Waarom de cashflow benadering?
Tot slot nog een klein woordje over de methodiek. De rendabiliteitsanalyse gebeurt op basis van sectorgemiddelde technische en bedrijfseconomische resultaten. Zo krijgen we een globaal beeld van de rendabiliteit voor een bepaalde sector. Deze gemiddelde resultaten mogen wel niet zomaar doorgetrokken worden naar een individueel bedrijf. Er zijn namelijk vaak grote verschillen tussen bedrijven wat betreft de inkomsten, de uitgaven en de kredietlasten.
De meest aangewezen financiële parameter om rendabiliteit in kaart te brengen is de cashflow. Cashflow is namelijk het verschil tussen de inkomende en de uitgaande geldstromen, of met andere woorden wat er financieel gerealiseerd wordt.

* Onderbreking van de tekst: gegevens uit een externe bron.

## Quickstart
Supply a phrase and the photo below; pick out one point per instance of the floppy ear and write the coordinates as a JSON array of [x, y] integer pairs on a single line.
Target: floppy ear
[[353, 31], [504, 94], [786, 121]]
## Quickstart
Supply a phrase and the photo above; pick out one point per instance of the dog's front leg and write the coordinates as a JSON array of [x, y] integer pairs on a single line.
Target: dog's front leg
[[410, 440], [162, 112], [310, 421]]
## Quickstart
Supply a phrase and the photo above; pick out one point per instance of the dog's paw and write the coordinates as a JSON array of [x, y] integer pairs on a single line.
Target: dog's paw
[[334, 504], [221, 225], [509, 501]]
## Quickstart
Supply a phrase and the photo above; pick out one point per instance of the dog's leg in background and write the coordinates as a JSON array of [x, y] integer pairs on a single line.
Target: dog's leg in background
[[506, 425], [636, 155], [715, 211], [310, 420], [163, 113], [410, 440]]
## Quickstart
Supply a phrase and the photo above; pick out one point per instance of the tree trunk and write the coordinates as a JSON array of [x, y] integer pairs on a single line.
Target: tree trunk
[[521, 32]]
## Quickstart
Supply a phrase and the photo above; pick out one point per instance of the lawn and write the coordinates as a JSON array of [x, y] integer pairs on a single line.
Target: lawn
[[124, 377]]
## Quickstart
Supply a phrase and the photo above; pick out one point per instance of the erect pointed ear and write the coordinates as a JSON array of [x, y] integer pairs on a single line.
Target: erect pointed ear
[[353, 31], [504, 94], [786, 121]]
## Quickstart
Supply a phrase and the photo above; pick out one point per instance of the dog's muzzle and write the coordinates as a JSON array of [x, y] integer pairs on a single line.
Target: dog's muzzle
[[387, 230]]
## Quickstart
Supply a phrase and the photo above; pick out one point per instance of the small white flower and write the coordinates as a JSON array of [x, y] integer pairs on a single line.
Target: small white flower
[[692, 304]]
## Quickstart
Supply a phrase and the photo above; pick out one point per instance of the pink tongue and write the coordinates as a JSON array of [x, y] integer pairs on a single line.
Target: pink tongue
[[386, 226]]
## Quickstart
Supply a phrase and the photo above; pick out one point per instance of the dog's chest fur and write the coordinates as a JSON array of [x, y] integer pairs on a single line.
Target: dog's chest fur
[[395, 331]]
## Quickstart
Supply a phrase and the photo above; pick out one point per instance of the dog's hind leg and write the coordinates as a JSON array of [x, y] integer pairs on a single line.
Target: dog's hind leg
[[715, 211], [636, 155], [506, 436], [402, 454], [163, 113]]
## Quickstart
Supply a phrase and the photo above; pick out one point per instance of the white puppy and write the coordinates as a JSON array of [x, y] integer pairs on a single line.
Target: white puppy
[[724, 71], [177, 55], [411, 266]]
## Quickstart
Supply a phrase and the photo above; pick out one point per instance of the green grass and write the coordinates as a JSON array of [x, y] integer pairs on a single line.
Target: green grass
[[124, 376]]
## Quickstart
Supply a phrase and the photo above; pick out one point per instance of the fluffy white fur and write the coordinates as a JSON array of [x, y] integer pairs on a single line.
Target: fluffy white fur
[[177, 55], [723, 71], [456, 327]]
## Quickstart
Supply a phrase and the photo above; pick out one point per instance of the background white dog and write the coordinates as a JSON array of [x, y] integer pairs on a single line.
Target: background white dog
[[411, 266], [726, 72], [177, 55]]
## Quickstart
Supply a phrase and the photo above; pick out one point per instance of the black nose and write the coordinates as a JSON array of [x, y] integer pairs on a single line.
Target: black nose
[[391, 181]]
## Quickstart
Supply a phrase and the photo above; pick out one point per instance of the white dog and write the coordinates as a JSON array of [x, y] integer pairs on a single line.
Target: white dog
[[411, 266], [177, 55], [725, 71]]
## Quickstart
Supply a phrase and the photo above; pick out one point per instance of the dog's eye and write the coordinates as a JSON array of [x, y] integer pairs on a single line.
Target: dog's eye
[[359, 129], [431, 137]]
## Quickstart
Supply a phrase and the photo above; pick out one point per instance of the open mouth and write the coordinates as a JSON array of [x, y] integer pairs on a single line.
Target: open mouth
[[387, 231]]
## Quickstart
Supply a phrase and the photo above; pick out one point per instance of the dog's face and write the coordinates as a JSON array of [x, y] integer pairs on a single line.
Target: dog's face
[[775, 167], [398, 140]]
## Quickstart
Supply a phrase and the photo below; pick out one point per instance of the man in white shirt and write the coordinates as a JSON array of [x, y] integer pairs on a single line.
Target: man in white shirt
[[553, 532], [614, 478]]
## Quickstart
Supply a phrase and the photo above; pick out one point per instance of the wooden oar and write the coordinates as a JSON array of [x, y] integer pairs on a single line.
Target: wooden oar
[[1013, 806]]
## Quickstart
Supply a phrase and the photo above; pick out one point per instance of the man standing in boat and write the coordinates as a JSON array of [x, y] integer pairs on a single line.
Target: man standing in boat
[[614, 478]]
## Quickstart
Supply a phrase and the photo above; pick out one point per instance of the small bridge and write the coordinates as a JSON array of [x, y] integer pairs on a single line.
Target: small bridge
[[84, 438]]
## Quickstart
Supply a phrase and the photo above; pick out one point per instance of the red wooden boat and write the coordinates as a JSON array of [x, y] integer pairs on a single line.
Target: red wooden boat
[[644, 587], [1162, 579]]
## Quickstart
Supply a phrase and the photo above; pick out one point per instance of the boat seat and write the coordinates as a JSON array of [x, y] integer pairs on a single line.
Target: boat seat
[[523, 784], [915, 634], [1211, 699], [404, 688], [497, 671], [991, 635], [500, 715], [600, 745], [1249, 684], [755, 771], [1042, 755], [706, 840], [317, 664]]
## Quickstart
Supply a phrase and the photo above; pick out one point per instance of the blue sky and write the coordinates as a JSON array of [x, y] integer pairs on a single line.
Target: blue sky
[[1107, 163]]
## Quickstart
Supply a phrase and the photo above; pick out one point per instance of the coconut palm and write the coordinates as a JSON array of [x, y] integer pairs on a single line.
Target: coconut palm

De cashflow die we in deze analyse gebruiken is de beschikbare cashflow, ook wel vrije cashflow genoemd. Deze wordt berekend door van alle bedrijfsinkomsten de bedrijfsuitgaven af te trekken, inclusief de kredietlasten (kapitaalsaflossingen en rentes). Zo komen we tot wat er werkelijk over blijft. De cashflows worden in deze analyse uitgedrukt per eenheid geproduceerd product. Bijvoorbeeld per liter melk of per afgeleverd vleesvarken.